Eight months later now and Urruti has settled in, to an extent, in Portland. The Timbers defend much better with him in there – he's one of the most relentless pressing forwards in the league, and has good defensive instincts to go with that motor. He also tends to get into good attacking spots in transition, which is a necessity since he struggles to make himself available in possession and isn't suited to do the type of back-to-goal work that the guy he replaced, Ryan Johnson, did last year.
But the real problem has been his finishing. Or it was a real problem, anyway, which is why Portland went out two weeks ago and got Fanendo Adi, a prototypical target man.
Apparently, it lit a fire:
Urruti now with four goals in his last 130 minutes played. That's a decent strike rate. #NYvPOR
— Thomas Floyd (@thomasfloyd10) May 25, 2014
Obviously the motivation of losing your job probably has something to do with Urruti's turnaround, but it's also worth noting the long and storied history of high-expectations attackers coming in mid-season and failing to deliver, then figuring things out the following year.
On that list are two guys Urruti faced on Saturday: Thierry Henry and Bradley Wright-Phillips. When they're going well, New York win. When Urruti's going well ... the sample size is too small to draw any definite conclusions. But if the Timbers finally have their go-to goalscorer, that can cover up some of the blemishes that have revealed themselves over the last 10 weeks.
2. The Worry
Live by the Kah, die by the Kah. It's been a helping of both this year, and Pa Modou Kah continues to be one of the more divisive figures in the league both for Timbers fans and pretty much everybody else.
Kah's struggles defending in space are well documented, but even on his worst day he's been a money, lockdown defender in the 18. He's been physical, of course, but like Aurelien Collin seems to understand just where the line is for most refs.

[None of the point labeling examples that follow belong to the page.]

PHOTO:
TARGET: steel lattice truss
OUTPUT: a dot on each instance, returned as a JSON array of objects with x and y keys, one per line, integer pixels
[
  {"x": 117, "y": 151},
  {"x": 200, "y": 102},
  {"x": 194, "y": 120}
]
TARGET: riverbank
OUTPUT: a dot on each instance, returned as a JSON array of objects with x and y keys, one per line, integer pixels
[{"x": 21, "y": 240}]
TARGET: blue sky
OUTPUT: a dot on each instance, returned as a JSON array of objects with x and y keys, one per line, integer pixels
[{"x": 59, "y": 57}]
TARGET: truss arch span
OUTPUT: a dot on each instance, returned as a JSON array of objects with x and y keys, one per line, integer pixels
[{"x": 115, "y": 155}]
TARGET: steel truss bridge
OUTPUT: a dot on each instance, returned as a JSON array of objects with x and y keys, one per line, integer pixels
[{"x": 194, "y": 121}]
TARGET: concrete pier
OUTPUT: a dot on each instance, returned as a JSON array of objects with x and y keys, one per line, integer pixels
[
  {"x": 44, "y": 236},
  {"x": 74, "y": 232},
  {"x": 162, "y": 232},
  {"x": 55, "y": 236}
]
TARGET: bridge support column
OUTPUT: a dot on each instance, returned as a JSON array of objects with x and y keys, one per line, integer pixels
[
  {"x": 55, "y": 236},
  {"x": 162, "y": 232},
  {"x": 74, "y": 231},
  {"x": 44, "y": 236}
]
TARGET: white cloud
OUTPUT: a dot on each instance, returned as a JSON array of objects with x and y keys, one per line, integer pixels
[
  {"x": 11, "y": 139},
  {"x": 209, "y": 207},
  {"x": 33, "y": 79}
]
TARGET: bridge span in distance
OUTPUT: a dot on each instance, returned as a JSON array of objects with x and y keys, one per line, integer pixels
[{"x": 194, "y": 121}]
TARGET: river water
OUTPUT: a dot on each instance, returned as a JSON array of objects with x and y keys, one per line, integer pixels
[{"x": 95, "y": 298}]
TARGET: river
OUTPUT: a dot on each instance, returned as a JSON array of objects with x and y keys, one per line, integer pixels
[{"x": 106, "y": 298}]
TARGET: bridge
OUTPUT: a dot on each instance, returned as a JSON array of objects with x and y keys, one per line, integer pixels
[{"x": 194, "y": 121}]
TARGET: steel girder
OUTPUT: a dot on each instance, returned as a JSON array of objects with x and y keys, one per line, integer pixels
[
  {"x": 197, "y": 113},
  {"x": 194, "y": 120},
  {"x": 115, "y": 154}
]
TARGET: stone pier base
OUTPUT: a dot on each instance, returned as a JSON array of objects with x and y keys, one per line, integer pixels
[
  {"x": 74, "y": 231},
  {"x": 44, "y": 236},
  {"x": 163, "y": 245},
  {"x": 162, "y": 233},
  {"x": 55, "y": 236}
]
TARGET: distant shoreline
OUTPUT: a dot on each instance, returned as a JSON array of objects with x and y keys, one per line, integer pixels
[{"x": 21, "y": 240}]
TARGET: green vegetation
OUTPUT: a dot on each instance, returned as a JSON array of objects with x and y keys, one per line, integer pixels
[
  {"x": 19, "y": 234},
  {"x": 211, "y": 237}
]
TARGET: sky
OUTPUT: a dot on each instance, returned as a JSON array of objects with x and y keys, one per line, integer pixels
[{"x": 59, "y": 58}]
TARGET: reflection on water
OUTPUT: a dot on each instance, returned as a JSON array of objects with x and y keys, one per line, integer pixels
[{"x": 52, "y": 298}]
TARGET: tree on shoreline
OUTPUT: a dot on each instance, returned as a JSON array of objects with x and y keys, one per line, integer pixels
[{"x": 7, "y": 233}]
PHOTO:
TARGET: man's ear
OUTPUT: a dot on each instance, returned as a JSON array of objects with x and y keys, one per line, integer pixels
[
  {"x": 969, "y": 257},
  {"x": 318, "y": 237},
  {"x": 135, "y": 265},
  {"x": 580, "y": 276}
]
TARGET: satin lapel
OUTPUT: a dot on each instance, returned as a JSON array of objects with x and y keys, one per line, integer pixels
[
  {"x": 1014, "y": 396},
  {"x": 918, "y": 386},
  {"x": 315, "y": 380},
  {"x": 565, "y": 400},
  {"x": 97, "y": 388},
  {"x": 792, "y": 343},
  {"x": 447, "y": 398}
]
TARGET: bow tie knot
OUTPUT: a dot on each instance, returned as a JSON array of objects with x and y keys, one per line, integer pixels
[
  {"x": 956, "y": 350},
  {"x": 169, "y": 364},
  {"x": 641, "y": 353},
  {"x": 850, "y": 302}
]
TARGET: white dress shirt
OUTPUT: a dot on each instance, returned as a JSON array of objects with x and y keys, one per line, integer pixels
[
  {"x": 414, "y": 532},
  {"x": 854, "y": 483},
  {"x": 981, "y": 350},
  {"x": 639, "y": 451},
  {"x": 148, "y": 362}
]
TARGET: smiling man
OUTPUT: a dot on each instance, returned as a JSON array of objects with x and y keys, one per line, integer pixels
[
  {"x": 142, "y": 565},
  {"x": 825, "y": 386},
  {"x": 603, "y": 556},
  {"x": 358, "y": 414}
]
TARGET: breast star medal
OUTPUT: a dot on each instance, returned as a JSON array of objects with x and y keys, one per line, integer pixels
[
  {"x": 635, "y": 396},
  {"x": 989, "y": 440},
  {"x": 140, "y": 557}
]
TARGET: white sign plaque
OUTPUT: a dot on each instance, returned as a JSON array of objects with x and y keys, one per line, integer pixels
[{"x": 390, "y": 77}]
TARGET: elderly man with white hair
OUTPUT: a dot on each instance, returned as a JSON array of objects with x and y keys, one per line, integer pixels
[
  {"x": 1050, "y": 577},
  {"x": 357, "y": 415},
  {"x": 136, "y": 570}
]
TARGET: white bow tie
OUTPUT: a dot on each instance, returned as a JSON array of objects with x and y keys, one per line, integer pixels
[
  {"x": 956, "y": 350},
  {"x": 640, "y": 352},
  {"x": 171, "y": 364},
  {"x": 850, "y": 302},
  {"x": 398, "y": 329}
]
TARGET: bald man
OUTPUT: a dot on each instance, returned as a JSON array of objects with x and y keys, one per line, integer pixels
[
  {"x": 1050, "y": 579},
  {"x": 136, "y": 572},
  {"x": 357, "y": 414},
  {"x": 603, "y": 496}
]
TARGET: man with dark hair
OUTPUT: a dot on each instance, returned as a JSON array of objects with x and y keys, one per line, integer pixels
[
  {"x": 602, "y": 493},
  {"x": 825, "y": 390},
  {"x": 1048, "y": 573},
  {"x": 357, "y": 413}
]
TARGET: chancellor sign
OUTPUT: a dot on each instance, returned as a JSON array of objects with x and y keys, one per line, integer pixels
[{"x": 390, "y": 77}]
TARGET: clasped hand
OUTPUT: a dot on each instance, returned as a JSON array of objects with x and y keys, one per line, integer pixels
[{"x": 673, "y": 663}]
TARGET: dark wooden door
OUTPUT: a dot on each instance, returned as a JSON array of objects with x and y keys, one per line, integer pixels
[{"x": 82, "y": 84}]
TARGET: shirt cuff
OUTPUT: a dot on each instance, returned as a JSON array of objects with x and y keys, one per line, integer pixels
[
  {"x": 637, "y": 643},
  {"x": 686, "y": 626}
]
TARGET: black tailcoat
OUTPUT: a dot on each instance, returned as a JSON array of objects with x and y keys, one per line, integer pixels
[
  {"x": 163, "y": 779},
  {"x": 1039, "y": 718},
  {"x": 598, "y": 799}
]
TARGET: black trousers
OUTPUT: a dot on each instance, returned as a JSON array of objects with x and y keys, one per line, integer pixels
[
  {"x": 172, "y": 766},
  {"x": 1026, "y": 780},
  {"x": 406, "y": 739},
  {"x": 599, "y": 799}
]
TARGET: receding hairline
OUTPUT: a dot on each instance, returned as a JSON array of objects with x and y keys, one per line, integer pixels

That wasn't the case on Saturday. He conceded a PK that was soft, but not exactly objectionable. If you drape your arm around an attacker, as Kah did, then you always run the risk – especially if you have a rep.
He's a veteran, and will doubtless figure out how to adjust his game a bit. The bigger concern is this:
That's Wright-Phillips absolutely undressing Kah in the 18 before the woodwork intervenes. This is a special play, of course, but it's emblematic of a creeping problem: Kah hasn't been as physically able to shut down forwards in 1-v-1 situations as he was last year.
He's about to turn 34, and has spent this season next to a rotating cast of underperforming partners. The pressure is on him to be a leader, a tone-setter, and a dominant presence in the box as he heads into the twilight of his career.
The first two aren't really up for debate at this point. The third? It's starting to feel like an open question.
3. The Adjustment
Earlier this season, nobody was easier to beat on restarts than Portland. Every game, they were giving up at least two or three good looks, and every single time they defended a corner, it was must-see TV.
The nadir was the game against Seattle two months ago, a 4-4 draw that, to put it mildly, got away from the Timbers. That was also the last time they defended zonally on corners, and with only a few exceptions they have since become one of the better teams in the league on restarts.
That was one big worry taken care of. Urruti's goal binge is another. The Timbers still have concerns, issues to work through – but for the first time all year, they now have some momentum on their side as they try to sort themselves out.